Bubblegum is the story of songwriter-producers—makers of shiny sounds. The villains in many rock legends, these are people who saved their innocence for their musical sentiments and never did anything so stupid as to sign away their publishing. Firing inept drummers, replacing lead singers, they ruthlessly worked the system to make it pop. But here we also find gentle studio geeks with a genius for engineering, child prodigies, cheerful tunesmiths in love with the game, the insane pace, the charts.
We’re conscious of legendary recording sessions with Phil Spector and Brian Wilson, George Martin facilitating Sgt. Pepper, Aretha’s first epochal piano chord in Memphis or Hendrix pulling together layers of sonic strata on Electric Ladyland. Still, our sense of the studio’s place in Rock Mythology remains peripheral. Only serious music fans know the names James Jamerson or Hal Blaine, while even the most casual listener knows their work. Bubblegum, like Disco, like Motown, like much of Nashville today, exists primarily within a studio culture of session players and songwriter-producers. This particular hyphenate ought to be better known than singer-songwriters—it’s the economic trigger for the whole recording industry. Why? Because both songwriters and producers collect royalties, and if you double up your credits on a hit record you’re raking in some serious chump change.
Reading these interviews we’re struck by the canniness and audacity of non-writers Kasenetz and Katz piggybacking bizarre studio goofs onto the b-sides of sure hits to collect songwriting checks. Or Jonathan King’s shameless talent for converting fads into pop hits. But we also delight in Jeff Barry building up the drum track for “Be My Baby” one mallet tap at a time, or Mike Batt living in a Womble suit for a week before setting those characters in song.
Here you find tricksters and hipsters, songwriters and songbirds, studio tans and golden ears.
West Coast Pop anticipated bubblegum’s methods, blurred the lines between music for sale and music that sells, influenced the sound of bubblegum and provided the pool of creators that presided over its cartooniest era.
As the man who squeezed Brian Wilson’s vision into an LP’s worth of slot-car racing songs and gave voice to Big Daddy Roth’s model kits, Gary Usher’s influence can’t be overstated. Bubblegum’s splendid tradition of completely fictitious bands starts at the Brill Building, but achieves a cheesy genius in the Weird-Ohs, the Super Stocks, the Hondells, and the Revells. Though his busiest period predates bubblegum’s onset by several years, Gary Usher laid out the entire bubblegum blueprint before it had a name. He recorded musically and lyrically upbeat music with a steady core of studio musicians under a variety of ghost band names, commissioned for a visual medium (substitute Beach Movies for TV here). Whereas most bubblegum makers went into commercial jingles after their bubblegum careers, Usher brazenly turned a Honda promotion into a masterstroke of pop genius (“Little Honda”).

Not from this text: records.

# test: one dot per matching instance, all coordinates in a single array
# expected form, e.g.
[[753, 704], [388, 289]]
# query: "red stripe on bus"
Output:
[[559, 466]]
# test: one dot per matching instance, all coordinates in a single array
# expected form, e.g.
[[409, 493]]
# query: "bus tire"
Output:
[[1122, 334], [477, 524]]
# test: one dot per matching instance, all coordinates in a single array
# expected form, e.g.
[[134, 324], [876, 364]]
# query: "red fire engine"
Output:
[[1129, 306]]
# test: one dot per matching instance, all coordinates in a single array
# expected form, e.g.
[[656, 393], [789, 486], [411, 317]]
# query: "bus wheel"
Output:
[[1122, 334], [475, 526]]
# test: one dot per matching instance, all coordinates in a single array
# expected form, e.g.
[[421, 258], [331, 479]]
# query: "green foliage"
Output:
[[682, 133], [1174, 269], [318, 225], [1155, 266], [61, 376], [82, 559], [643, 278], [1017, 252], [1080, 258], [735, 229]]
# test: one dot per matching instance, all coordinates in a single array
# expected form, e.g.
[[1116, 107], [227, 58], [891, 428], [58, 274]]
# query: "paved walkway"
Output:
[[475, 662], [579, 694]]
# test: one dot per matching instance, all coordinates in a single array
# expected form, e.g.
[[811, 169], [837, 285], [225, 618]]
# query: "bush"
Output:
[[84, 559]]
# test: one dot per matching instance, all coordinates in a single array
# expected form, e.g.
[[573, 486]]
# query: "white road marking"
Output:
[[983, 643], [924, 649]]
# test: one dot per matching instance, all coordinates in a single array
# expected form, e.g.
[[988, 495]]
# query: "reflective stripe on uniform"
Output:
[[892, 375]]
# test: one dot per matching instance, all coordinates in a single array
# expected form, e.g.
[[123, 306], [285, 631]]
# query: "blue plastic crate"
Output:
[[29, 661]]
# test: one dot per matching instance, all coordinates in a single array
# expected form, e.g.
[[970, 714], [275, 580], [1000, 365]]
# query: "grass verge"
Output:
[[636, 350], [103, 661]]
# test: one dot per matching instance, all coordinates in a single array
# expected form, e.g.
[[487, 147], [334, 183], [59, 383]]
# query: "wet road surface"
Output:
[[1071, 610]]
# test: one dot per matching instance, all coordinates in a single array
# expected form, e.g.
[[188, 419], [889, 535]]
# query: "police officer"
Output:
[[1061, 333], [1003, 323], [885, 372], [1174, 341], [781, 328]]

Gary Zekley perfectly encapsulates the West Coast studio scene, swallowing not-so-disparate sub-genres like surf, sunshine pop, bubblegum and psych pop in one gulp. Most of his East Coast peers simply considered themselves pop songwriters with little concern for marketing categories. Zekley’s fluid career cautions against leaning too heavily on genre distinctions. You can assign the Fun and Games, Yellow Balloon and the Clique to different bins, but the same talent clearly penned “The Grooviest Girl in the World,” “How Can I Be Down” and “Superman.”
Oftentimes the supporting players provide a better window into a scene than the big names. Carol Connors found a niche in the L.A. scene, fronting Beach Bunny bands for Gary Usher and co-writing some tunes. Carol’s “Yum Yum Yamaha” does more to clarify the seamless fusion of surf, bubblegum and commercial jingles that defined west coast pop than any five books about the Beach Boys.